Posted: 29th September 2016
The current trend towards firms vertically integrating their business models is a concern for the regulator.
In recent years, some retail life firms have acquired advice networks, while a number of wealth firms have invested in their fund management capabilities, built platforms and moved into financial planning. Vertical integration (theoretically, dependent on effective strategy) can give firms clearer sight of all aspects of product and supply chain, making the mitigation of risk easier while allowing for greater business efficiency.
It comes with some positives for customers, too, for example; the potential for a more cohesive journey through the product lifecycle and easier engagement with the provider.
However, the way the benefits of vertical integration are distributed is largely down to individual firms. Theoretically, greater business efficiency should result in greater value for customers, and to some extent the regulator’s concern in this area centres around whether or not this is happening. Ultimately, vertical integration should benefit firms and their customers – but how can firms ensure they achieve the right balance between these interests, while meeting regulatory expectations?
Implications for customers
If a firm is looking to vertically integrate, it is important to consider the impact of the following on customers:
Governance and oversight
From a governance and oversight point of view, the consolidation of business functions appears to make some sense, especially when we look at the implications of recent regulatory work around individual accountability, the advice gap and delegating authority to third parties. Vertical integration can help firms provide a better experience to customers by virtue of a clearer view of the outcomes they are providing and the associated business efficiencies gained.
It’s no secret given regulatory developments that ensuring every element of a supply chain is set up for compliance costs more in today’s environment, and this has implications on return on investment for firms and cost implications for the consumer.
Under vertical integration, firms can lessen the costs of compliance, but how much of this value will make it to customers? This leads us to the concerns the FCA references in its business plan.
Conflicts of interest
In their 2016/17 business plan, the FCA noted that conflicts of interest posed issues in the investment management and wholesale markets, citing vertically integrated business models as one of the causes.
The FCA’s risk outlook for 2016/17 says that “where a firm provides a range of different client services, playing multiple roles with multiple clients, that could lead it to further its own interests rather than acting in the best interest of its clients”.

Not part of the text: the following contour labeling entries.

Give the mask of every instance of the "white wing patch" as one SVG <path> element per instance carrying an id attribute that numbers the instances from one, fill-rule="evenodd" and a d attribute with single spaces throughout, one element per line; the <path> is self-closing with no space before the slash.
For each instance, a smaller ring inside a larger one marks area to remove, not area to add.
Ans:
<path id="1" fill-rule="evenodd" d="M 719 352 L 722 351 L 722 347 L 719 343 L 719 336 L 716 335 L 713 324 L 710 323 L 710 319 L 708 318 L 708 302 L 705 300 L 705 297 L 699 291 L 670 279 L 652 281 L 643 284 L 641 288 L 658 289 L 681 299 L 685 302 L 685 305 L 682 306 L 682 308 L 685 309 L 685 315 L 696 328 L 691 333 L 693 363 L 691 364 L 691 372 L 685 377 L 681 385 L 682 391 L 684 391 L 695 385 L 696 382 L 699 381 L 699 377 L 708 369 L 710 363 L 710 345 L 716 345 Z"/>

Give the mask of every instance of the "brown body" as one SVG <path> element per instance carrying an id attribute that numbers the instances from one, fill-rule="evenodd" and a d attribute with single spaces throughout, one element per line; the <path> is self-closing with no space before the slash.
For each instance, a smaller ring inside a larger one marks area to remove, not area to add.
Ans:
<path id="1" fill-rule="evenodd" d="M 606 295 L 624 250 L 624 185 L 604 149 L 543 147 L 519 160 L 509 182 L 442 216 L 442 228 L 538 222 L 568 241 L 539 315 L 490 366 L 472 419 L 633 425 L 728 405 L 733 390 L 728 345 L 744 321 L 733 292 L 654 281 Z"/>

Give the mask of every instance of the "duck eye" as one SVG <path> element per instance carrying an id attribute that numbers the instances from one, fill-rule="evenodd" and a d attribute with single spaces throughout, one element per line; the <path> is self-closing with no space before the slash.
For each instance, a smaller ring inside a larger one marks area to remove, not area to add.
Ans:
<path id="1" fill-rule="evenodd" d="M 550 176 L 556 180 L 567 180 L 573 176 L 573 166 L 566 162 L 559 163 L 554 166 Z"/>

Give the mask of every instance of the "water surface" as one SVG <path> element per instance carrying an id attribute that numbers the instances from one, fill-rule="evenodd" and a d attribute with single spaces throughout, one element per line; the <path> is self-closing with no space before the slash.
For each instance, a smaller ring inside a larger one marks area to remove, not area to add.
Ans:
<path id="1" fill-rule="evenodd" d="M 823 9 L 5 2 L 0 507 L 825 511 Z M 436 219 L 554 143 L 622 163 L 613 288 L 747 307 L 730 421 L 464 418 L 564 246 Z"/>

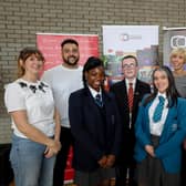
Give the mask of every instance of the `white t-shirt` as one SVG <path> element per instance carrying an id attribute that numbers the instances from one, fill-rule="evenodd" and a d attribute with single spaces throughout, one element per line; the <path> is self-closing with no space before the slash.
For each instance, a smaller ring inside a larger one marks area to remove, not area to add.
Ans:
<path id="1" fill-rule="evenodd" d="M 68 69 L 58 65 L 44 72 L 42 80 L 52 87 L 54 101 L 60 112 L 61 125 L 70 127 L 69 96 L 72 92 L 83 87 L 82 66 Z"/>
<path id="2" fill-rule="evenodd" d="M 4 102 L 8 112 L 27 111 L 29 124 L 35 126 L 46 136 L 54 135 L 54 100 L 50 86 L 38 81 L 30 83 L 18 79 L 6 87 Z M 12 128 L 17 136 L 27 138 L 14 124 Z"/>

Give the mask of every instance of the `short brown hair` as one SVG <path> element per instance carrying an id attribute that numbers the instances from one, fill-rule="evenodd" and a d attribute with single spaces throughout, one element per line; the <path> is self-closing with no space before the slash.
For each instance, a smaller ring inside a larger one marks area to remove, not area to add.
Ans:
<path id="1" fill-rule="evenodd" d="M 24 63 L 25 60 L 32 54 L 34 54 L 38 60 L 44 62 L 44 56 L 38 49 L 24 48 L 23 50 L 20 51 L 20 54 L 18 56 L 18 78 L 21 78 L 22 75 L 24 75 L 24 72 L 25 72 L 24 68 L 20 64 L 20 61 L 22 60 Z"/>

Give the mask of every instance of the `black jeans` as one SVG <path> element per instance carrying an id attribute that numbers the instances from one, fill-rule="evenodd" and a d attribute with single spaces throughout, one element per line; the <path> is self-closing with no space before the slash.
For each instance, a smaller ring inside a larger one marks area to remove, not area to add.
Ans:
<path id="1" fill-rule="evenodd" d="M 53 186 L 63 186 L 64 183 L 64 170 L 66 167 L 68 155 L 73 142 L 70 128 L 63 126 L 61 127 L 60 142 L 62 148 L 56 155 L 53 173 Z"/>

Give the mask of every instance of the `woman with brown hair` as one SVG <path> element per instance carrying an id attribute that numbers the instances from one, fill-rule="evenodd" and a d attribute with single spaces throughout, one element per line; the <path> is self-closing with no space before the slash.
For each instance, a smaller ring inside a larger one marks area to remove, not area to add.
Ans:
<path id="1" fill-rule="evenodd" d="M 4 102 L 12 120 L 10 162 L 17 186 L 52 186 L 60 122 L 50 86 L 39 81 L 44 58 L 25 48 L 18 58 L 19 78 L 6 87 Z"/>

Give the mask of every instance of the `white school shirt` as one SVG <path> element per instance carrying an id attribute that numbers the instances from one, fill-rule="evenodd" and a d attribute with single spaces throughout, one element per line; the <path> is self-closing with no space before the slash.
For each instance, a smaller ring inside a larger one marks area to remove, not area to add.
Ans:
<path id="1" fill-rule="evenodd" d="M 156 106 L 159 102 L 159 99 L 158 99 L 159 95 L 165 99 L 165 103 L 164 103 L 164 108 L 163 108 L 161 121 L 155 123 L 153 121 L 153 115 L 154 115 L 155 108 L 156 108 Z M 167 100 L 166 95 L 157 93 L 157 96 L 155 97 L 155 100 L 153 101 L 153 103 L 152 103 L 152 105 L 149 106 L 149 110 L 148 110 L 151 134 L 156 135 L 156 136 L 161 136 L 161 134 L 163 132 L 163 128 L 164 128 L 166 117 L 167 117 L 167 113 L 168 113 L 167 104 L 168 104 L 168 100 Z"/>
<path id="2" fill-rule="evenodd" d="M 54 100 L 50 86 L 46 83 L 38 81 L 31 83 L 18 79 L 6 87 L 4 103 L 8 112 L 27 111 L 28 122 L 46 136 L 54 135 Z M 13 118 L 13 133 L 23 138 L 28 138 L 21 133 Z"/>

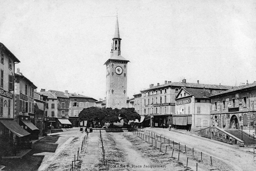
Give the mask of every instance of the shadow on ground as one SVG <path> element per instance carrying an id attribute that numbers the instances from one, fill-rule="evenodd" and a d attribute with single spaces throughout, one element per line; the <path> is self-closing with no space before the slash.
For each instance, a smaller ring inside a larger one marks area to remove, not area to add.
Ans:
<path id="1" fill-rule="evenodd" d="M 40 140 L 33 145 L 32 149 L 21 160 L 9 160 L 4 161 L 6 167 L 5 171 L 34 171 L 37 170 L 44 157 L 44 155 L 35 155 L 34 154 L 44 152 L 54 152 L 58 144 L 52 144 L 58 141 L 59 136 L 46 137 Z"/>

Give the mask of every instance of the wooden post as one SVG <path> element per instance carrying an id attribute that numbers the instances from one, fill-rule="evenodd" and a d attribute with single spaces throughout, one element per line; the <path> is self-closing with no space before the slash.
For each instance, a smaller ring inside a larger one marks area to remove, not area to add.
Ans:
<path id="1" fill-rule="evenodd" d="M 185 152 L 186 152 L 186 145 L 185 145 Z"/>
<path id="2" fill-rule="evenodd" d="M 193 148 L 193 157 L 194 157 L 194 148 Z"/>

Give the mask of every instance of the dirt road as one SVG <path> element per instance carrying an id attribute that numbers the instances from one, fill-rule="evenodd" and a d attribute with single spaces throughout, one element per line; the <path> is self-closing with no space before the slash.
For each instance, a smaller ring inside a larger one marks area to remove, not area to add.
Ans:
<path id="1" fill-rule="evenodd" d="M 254 170 L 256 167 L 256 162 L 253 162 L 254 155 L 240 149 L 189 134 L 170 131 L 167 129 L 147 128 L 146 130 L 220 160 L 231 165 L 233 168 L 231 170 Z"/>

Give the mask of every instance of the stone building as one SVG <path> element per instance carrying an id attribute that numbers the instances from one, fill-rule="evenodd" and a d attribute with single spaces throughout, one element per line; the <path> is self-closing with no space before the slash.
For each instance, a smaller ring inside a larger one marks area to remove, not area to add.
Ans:
<path id="1" fill-rule="evenodd" d="M 256 118 L 256 82 L 210 97 L 211 125 L 226 129 L 253 129 Z"/>
<path id="2" fill-rule="evenodd" d="M 102 99 L 99 99 L 99 100 L 96 101 L 96 106 L 99 108 L 105 108 L 106 107 L 106 98 L 105 99 L 103 100 Z"/>
<path id="3" fill-rule="evenodd" d="M 133 95 L 134 97 L 134 108 L 135 112 L 139 114 L 142 114 L 141 93 Z M 145 111 L 144 111 L 145 113 Z"/>
<path id="4" fill-rule="evenodd" d="M 175 98 L 174 128 L 192 132 L 210 126 L 210 93 L 203 89 L 182 87 Z"/>
<path id="5" fill-rule="evenodd" d="M 58 124 L 58 109 L 57 107 L 58 101 L 56 95 L 50 91 L 46 92 L 45 89 L 41 89 L 38 93 L 47 96 L 44 115 L 45 129 L 51 126 L 54 128 L 59 128 Z"/>
<path id="6" fill-rule="evenodd" d="M 151 116 L 151 126 L 162 127 L 164 124 L 172 124 L 172 116 L 175 115 L 176 96 L 182 87 L 199 89 L 205 88 L 210 94 L 231 88 L 231 86 L 187 83 L 186 79 L 181 82 L 165 81 L 164 84 L 156 86 L 150 85 L 149 88 L 141 91 L 143 114 Z"/>
<path id="7" fill-rule="evenodd" d="M 34 92 L 35 99 L 35 123 L 39 130 L 39 136 L 43 136 L 45 129 L 44 119 L 46 101 L 48 96 L 36 92 Z M 49 125 L 48 125 L 49 126 Z"/>
<path id="8" fill-rule="evenodd" d="M 14 118 L 14 75 L 19 59 L 0 43 L 0 156 L 14 155 L 15 149 L 24 147 L 30 134 Z"/>
<path id="9" fill-rule="evenodd" d="M 76 93 L 69 93 L 65 91 L 65 94 L 69 97 L 69 120 L 73 126 L 79 126 L 78 114 L 85 108 L 96 106 L 95 99 Z"/>
<path id="10" fill-rule="evenodd" d="M 35 125 L 34 90 L 37 88 L 17 68 L 15 74 L 14 118 L 21 127 L 31 134 L 33 139 L 38 139 L 39 129 Z"/>
<path id="11" fill-rule="evenodd" d="M 115 35 L 110 57 L 106 65 L 106 107 L 121 109 L 126 108 L 127 63 L 129 61 L 121 56 L 121 40 L 117 18 Z"/>

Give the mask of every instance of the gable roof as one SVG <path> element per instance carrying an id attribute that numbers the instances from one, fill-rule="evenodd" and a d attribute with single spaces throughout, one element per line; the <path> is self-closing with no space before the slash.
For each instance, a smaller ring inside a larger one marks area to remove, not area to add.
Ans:
<path id="1" fill-rule="evenodd" d="M 20 61 L 19 60 L 18 58 L 17 58 L 14 55 L 13 55 L 13 53 L 11 53 L 11 52 L 5 47 L 5 46 L 4 46 L 4 45 L 2 43 L 0 42 L 0 46 L 3 48 L 3 49 L 4 49 L 4 51 L 5 53 L 8 54 L 9 56 L 10 56 L 12 57 L 14 59 L 14 62 L 20 62 Z"/>
<path id="2" fill-rule="evenodd" d="M 97 101 L 97 100 L 96 100 L 95 99 L 94 99 L 92 97 L 89 97 L 88 96 L 86 96 L 85 95 L 82 95 L 82 94 L 77 94 L 75 93 L 69 93 L 68 94 L 68 96 L 69 97 L 79 97 L 79 98 L 90 98 L 90 99 L 93 99 Z"/>
<path id="3" fill-rule="evenodd" d="M 64 92 L 59 91 L 56 91 L 56 90 L 50 90 L 54 94 L 55 93 L 57 97 L 63 97 L 63 98 L 69 98 L 68 96 L 65 94 Z"/>
<path id="4" fill-rule="evenodd" d="M 34 84 L 33 82 L 29 80 L 28 78 L 26 77 L 25 76 L 23 76 L 21 73 L 14 73 L 14 78 L 17 78 L 19 77 L 21 77 L 25 79 L 29 83 L 31 84 L 32 87 L 34 89 L 37 88 L 37 87 L 36 86 L 35 84 Z"/>
<path id="5" fill-rule="evenodd" d="M 48 96 L 48 97 L 47 97 L 48 99 L 57 99 L 57 98 L 54 96 L 54 94 L 53 93 L 50 91 L 47 91 L 47 92 L 38 92 L 37 93 L 40 94 L 47 95 Z"/>
<path id="6" fill-rule="evenodd" d="M 229 90 L 227 90 L 226 91 L 224 91 L 218 93 L 216 93 L 215 94 L 210 96 L 210 97 L 212 97 L 216 95 L 232 93 L 233 92 L 235 92 L 237 91 L 245 90 L 245 89 L 249 88 L 253 88 L 254 87 L 255 87 L 255 88 L 256 88 L 256 81 L 255 81 L 254 82 L 251 84 L 245 84 L 241 86 L 232 87 L 231 88 L 229 89 Z"/>
<path id="7" fill-rule="evenodd" d="M 159 86 L 152 86 L 149 88 L 146 89 L 141 91 L 143 92 L 145 91 L 151 90 L 156 88 L 159 88 L 162 87 L 169 86 L 174 87 L 186 87 L 187 88 L 196 88 L 199 89 L 203 89 L 205 87 L 206 89 L 226 90 L 228 90 L 232 87 L 232 86 L 222 86 L 220 85 L 214 85 L 214 84 L 198 84 L 197 83 L 183 83 L 182 82 L 173 82 L 169 83 L 167 84 L 160 85 Z"/>

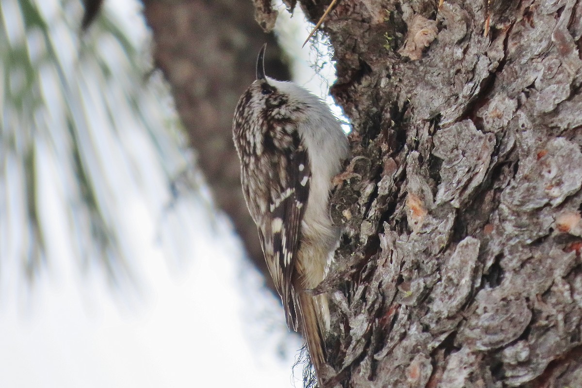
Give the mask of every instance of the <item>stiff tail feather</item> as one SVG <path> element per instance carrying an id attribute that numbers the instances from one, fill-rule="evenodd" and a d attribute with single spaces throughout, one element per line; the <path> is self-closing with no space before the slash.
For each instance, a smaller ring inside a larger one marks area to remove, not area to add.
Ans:
<path id="1" fill-rule="evenodd" d="M 315 369 L 320 388 L 325 388 L 322 373 L 327 359 L 324 346 L 324 333 L 327 323 L 322 314 L 328 311 L 327 300 L 325 295 L 314 297 L 304 291 L 300 291 L 299 294 L 299 312 L 303 335 L 307 342 L 307 349 L 311 363 Z"/>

Is the advice you offer your clients restricted to in-house products? It may be good news that vertical integration can increase consumers’ access to advice, but if clients are not given a whole-of-market view and are instead recommended a solution from a potentially narrow band of in-house options, a conflict of interest may arise. Firms should think carefully about suitability and the effect of their sales incentives here – what is the scenario in your firm if it’s determined that your product/s do not cater to a particular individual’s circumstances?
Competition and value for money
Vertical integration could increase innovation by helping firms to better understand the nuanced and continually changing markets they operate in, allowing them to design more effective products and better processes for their customers. The view of the whole supply chain that accompanies a vertically integrated business model provides firms opportunities to realise business efficiencies, too, by virtue of a more ‘joined up’ approach to sales, customer communications, discerning and reacting to vulnerability and handling complaints.
With a lack of customer trust in financial services often cited as a limiting factor in getting consumers to engage with firms, a key question arising from firms’ drive to adopt vertically integrated business models is ‘who benefits from this trend?’.
Any cost efficiencies uncovered in this area, if reflected in customers’ typical return on investment or the cost of fund management, for example, could help to bridge trust gaps between investors and firms. Firms should be thinking about the potential, given this greater efficiency, to pass value on to customers, becoming more competitive while strengthening brand in the process. There have been recent assertions that the value gained from a vertically integrated business model is not always passed to customers, yet this could be how firms obtain the real long-term benefits from vertical integration.
The role of regulatory due diligence in mergers and acquisitions
As well as potential conflicts of interest for firms to contend with, it will be vital to ensure that any mergers and acquisitions are subject to stringent regulatory due diligence. Firms taking on problematic back books in their bid to become vertically integrated will almost certainly feel the impact in the future as cohorts of customers having not received good outcomes could result in enforcement.
Analysing the business model, senior management and governance, culture and controls of the firm being acquired can give the acquiring firm the assurance they need that the deal is a good one.
Using business efficiency to LEVERAGE Trust
There are some real challenges posed to firms looking to bring their supply chain in-house to gain competitive advantage.
Ensuring regulatory issues are spotted and addressed can be easier, but conflicts of interest arising from providing limited advice on a limited range of products can cause detriment. Similarly, greater efficiency can be achieved in a vertically integrated business; yet in the process firms must avoid issues inherited through mergers and acquisitions which could fly directly in the face of their cost saving aims.
Lastly, and perhaps most importantly, firms should not forget the trust and advice gap that currently exists in financial services, and how vertical integration can be far more than a cost saving device if it results in better return on investment for customers.
Clearly, the key to successful vertical integration is ensuring it serves the interests of all principal stakeholders – achieving commercial and operational aims while managing any conflicts of interest that could cause concerns for the regulator. This is a delicate balance that needs to be carefully managed.